Colombian Peso Falls on European Debt Concern, Decline in Oil

Colombia’s peso fell from a one-week high on concern the European debt crisis is worsening and amid a decline in oil, the South American nation’s biggest export.

Europe is the big driver,” said Daniel Lozano, an analyst at Serfinco SA brokerage in Bogota. “Volatility is rising, and oil is dropping, which hurts the peso.”

Today’s decrease pared the peso’s gain this year to 6.1 percent, still the best performance among all of the counterparts tracked by Bloomberg. The currency is down 3.5 percent in May. Oil, which accounts for about 40 percent of Colombia’s sales abroad, fell to a 2012 low in New York.

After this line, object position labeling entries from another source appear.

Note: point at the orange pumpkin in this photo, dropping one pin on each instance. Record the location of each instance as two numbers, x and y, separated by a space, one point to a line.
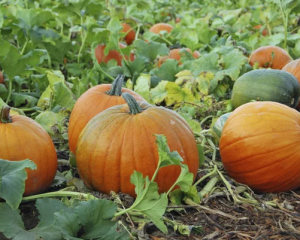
92 102
270 57
121 139
22 138
130 36
259 146
112 54
176 54
157 28
293 67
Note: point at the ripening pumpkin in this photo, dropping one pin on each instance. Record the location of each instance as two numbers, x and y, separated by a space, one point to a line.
157 28
176 54
112 54
92 102
130 36
259 146
121 139
270 57
293 67
22 138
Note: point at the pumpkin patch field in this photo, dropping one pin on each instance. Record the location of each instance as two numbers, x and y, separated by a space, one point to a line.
149 119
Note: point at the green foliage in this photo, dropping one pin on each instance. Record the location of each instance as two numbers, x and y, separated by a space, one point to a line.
12 180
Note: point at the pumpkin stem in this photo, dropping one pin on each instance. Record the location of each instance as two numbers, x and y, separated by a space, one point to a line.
4 115
116 86
133 105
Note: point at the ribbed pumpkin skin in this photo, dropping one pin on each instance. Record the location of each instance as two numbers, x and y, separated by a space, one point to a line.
115 143
263 56
129 38
259 146
92 102
24 138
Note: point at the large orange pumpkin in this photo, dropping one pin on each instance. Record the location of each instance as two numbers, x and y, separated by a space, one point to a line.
259 146
121 139
130 36
293 67
270 57
112 54
176 54
22 138
92 102
157 28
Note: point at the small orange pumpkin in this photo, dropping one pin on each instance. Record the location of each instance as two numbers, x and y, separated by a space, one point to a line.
92 102
130 36
121 139
112 54
259 146
176 54
270 57
22 138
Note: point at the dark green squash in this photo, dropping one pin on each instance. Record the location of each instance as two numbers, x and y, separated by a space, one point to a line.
266 85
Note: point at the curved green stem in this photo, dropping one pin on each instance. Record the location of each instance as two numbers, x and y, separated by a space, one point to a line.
116 87
214 171
59 194
5 118
134 107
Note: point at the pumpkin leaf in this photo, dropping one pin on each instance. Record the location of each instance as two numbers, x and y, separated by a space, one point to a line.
58 220
12 180
166 157
148 200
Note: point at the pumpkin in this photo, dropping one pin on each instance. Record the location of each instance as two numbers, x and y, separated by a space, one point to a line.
157 28
293 67
176 54
266 85
92 102
112 54
259 146
22 138
270 57
130 33
121 139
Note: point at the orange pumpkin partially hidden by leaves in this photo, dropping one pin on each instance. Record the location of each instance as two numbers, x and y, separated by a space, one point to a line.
130 36
157 28
176 54
92 102
121 139
293 67
259 146
112 54
270 57
22 138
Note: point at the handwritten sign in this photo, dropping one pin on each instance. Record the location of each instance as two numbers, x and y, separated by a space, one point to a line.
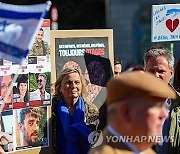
165 22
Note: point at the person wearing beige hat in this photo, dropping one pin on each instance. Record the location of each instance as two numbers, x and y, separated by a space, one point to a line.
159 61
136 111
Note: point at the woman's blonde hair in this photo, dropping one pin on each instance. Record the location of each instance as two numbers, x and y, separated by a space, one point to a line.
62 74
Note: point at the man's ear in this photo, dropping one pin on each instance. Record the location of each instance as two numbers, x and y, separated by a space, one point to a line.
20 126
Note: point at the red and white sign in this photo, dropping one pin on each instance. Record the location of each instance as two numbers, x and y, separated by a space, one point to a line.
165 22
54 14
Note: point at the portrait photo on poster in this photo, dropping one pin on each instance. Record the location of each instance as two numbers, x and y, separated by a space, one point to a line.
6 91
32 128
6 131
40 47
40 89
21 92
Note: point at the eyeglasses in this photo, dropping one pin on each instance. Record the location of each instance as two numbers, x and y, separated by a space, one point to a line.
4 86
40 80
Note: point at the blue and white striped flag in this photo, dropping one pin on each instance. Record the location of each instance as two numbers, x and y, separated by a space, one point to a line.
19 25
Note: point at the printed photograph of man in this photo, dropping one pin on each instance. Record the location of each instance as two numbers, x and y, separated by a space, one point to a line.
6 138
40 93
32 123
20 92
6 91
40 47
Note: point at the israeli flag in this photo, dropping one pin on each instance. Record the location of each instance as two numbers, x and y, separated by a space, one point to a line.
19 25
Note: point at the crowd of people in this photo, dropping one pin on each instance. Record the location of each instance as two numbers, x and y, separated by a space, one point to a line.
141 104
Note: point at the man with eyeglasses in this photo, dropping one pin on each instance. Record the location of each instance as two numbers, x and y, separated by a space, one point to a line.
40 93
6 88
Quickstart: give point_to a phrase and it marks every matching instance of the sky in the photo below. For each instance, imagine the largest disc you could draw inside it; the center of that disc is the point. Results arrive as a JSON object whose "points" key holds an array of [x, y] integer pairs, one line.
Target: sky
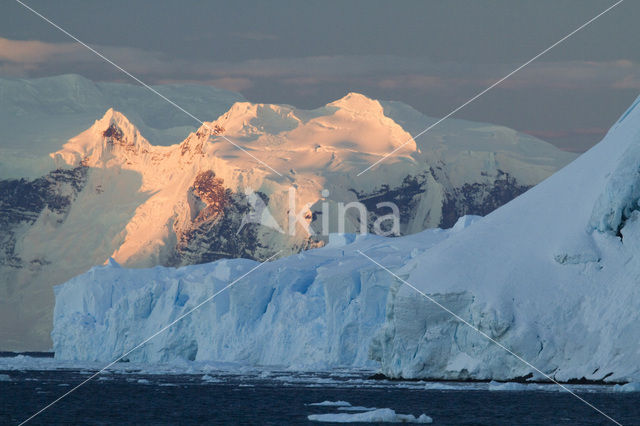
{"points": [[432, 55]]}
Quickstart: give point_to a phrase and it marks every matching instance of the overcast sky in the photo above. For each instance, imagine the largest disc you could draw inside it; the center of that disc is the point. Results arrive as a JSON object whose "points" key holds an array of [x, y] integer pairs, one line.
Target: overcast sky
{"points": [[433, 55]]}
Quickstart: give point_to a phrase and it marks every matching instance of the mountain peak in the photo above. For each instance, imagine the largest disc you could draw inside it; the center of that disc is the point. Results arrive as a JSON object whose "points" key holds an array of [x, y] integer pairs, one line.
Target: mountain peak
{"points": [[357, 102], [113, 134]]}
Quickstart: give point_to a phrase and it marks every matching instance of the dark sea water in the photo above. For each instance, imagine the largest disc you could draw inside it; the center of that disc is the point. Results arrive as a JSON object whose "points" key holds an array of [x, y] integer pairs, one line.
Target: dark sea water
{"points": [[283, 398]]}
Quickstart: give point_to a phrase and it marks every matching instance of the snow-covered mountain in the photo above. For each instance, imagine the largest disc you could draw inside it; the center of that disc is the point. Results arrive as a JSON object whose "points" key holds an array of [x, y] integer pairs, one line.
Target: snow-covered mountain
{"points": [[116, 194], [552, 275], [37, 116]]}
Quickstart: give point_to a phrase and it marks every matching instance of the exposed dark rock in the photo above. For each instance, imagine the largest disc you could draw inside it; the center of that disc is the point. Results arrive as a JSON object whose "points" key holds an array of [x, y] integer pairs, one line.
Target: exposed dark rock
{"points": [[22, 201], [113, 132], [216, 217], [479, 198]]}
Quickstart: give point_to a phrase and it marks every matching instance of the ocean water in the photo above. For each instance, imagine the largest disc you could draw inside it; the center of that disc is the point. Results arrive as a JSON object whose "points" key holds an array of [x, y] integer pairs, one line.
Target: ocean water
{"points": [[134, 396]]}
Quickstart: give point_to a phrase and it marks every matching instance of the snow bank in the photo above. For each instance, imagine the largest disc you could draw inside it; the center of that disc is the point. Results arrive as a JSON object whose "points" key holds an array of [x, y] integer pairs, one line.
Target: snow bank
{"points": [[551, 275], [380, 415]]}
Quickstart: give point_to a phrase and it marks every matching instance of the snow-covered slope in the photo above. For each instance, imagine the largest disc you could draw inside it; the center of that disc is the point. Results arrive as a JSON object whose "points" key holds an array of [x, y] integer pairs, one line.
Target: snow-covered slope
{"points": [[552, 275], [37, 116], [196, 201]]}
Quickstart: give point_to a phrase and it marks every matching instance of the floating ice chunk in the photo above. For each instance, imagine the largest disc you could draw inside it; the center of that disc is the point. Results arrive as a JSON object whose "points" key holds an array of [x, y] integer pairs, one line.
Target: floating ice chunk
{"points": [[332, 404], [357, 408], [508, 386], [340, 240], [629, 387], [209, 379], [381, 415]]}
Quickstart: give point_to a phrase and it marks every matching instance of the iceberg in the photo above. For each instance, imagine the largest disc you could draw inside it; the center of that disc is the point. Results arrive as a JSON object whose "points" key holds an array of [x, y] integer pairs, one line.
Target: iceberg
{"points": [[380, 415], [318, 309], [552, 276]]}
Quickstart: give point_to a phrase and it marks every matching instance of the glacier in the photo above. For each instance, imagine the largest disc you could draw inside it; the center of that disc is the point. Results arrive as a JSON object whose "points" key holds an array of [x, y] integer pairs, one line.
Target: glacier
{"points": [[315, 310], [553, 275]]}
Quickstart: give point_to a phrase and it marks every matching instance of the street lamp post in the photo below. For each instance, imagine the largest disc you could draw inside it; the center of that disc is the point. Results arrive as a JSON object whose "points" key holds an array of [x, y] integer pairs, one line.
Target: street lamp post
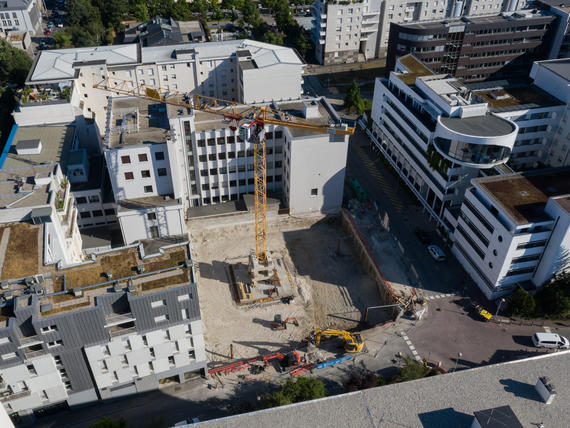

The peso slid 0.7 percent to 1,826.75 per U.S. dollar. Yesterday it touched 1,809, the strongest level since May 18.

A Greek poll before elections on June 17 showed increased support for anti-austerity parties, sparking concern the country will leave the euro. Spain’s default risk rose to a record today as the nation struggled to bolster its banking system.

The yield on Colombia’s 10 percent peso-denominated debt due in July 2024 rose almost one basis point, or 0.01 percentage point, to 7.15 percent, according to the central bank. The bond’s price fell 0.067 centavo to 122.591 centavos per peso.